I’m not sure if there is a “chess journalist of the year award,” but if there is, then Macauley Peterson deserves to win it. I love his show “The Full English Breakfast,” and his coverage from the London Chess Classic was superb. This article at chessvibes really puts him over the top though, in my opinion. I’m glad that someone out there followed up on this story and didn’t merely let it fall through the cracks.
As many of you already know, about a month ago a number of New York City residents where issued summonses for playing chess in a park with a playground under an ordinance that was intended to protect children from pedophiles by requiring adults near a playground to be accompanied by a child. The men were playing chess on the built in chess tables, the same that many NYC parks have, when they were arrested for their unlawful violation.

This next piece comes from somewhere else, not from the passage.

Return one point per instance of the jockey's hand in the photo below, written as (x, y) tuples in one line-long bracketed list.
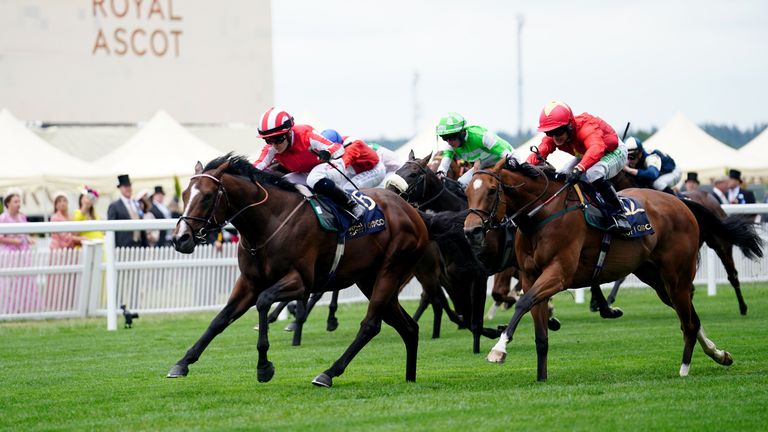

Five of the players arrested asked the court for an ACD, (an outcome that is extremely common for anyone who doesn’t have a prior record. While I was at the Kings Country District Attorney’s Office as an intern in law school I saw this happen in a large number of misdemeanor cases.) An ACD, or Adjournment in Contemplation of Dismissal, is when the court decides to adopt a “wait and see” approach, and if the defendant doesn’t break any other laws within 6 months, then the original charges will be dropped.
In a brave decision, two of the players decided to not accept an ACD, but rather sought to fight the charges on their face. They won, and we hope that the NYPD and New York City Parks Department will adjust their current stance on chess playing in order to avoid this kind of situation in the future.